Alongside Vivaldi and Beethoven came music of a sort that Charlotte rarely hears. Strictly speaking, it was modern music. But thanks to the context the festival provided, it became meaningful music.
Take "Acho't Ketana'a" -- "Little sister" -- by the Israeli composer Betty Olivero, from the festival's closing concert. It combined a soprano singing a Rosh Hashana prayer, three violinists playing fragments of J.S. Bach's Chaconne, and a string orchestra's tense, mostly dissonant background. I don't know if Olivero intended it this way, but to me it came across as a musical picture of the Holocaust's tragic collision of cultures.
The festival also gave us two works by one of today's most powerful musical figures, Estonia's Arvo Part. Actually, Part's "Spiegel im Speigel", or "Mirror in the Mirror," a soulful piece for violin and piano, had turned up previously in Charlotte -- but through N.C. Dance Theatre, not a musical group. Just as Uri Sands' choreography expanded on the music's elegiac tone, so did the slideshow of concentration-camp photos that accompanied it this time. Part's "Fratres," or "Brothers," was a version of work that had been performed by the Charlotte Symphony -- in 2004. Playing off the title, the festival gave the anxious music a "Band of Brothers" resonance by showing photos of the Normandy invasion.

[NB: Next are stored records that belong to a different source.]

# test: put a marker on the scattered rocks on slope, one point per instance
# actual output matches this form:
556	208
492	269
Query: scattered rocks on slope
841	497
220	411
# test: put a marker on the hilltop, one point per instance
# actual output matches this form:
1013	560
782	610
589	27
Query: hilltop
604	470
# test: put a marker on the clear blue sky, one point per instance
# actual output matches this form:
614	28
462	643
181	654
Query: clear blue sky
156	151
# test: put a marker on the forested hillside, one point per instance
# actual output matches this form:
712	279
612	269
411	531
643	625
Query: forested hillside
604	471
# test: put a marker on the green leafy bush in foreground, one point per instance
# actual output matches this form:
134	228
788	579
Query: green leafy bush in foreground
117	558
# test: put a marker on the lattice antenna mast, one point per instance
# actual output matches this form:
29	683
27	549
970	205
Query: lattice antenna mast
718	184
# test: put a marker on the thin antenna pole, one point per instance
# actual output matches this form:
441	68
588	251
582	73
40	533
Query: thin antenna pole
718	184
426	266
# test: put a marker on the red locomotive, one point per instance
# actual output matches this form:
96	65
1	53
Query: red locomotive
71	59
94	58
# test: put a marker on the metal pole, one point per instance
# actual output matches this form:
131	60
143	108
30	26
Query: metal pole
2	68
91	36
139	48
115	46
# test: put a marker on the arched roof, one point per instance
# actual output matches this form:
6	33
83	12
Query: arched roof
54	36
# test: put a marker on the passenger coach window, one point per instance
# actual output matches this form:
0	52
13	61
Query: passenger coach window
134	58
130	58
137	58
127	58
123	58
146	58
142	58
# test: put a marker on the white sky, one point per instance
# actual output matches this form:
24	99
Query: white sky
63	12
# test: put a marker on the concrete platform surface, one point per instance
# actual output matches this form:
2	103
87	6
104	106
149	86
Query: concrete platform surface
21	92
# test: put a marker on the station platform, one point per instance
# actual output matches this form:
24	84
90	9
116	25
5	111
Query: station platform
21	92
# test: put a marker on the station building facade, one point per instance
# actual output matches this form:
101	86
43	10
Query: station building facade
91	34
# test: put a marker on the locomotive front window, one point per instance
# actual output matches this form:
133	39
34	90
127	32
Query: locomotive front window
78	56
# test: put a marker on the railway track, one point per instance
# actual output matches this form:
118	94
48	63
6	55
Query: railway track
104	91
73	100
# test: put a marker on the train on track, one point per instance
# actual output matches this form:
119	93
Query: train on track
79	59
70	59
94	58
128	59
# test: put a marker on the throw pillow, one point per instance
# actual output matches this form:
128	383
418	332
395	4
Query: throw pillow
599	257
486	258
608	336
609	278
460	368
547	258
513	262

Violins of Hope also brought notable musicians to share the spotlight with the instruments. Unfortunately for me, I missed the return to town of Chad Hoopes, who played the Mendelssohn concert so compellingly last winter with the Charlotte Symphony. But Julia Hwang, a young Korean who studies in England, gave a compelling performance of Part's "Spiegel im Spiegel."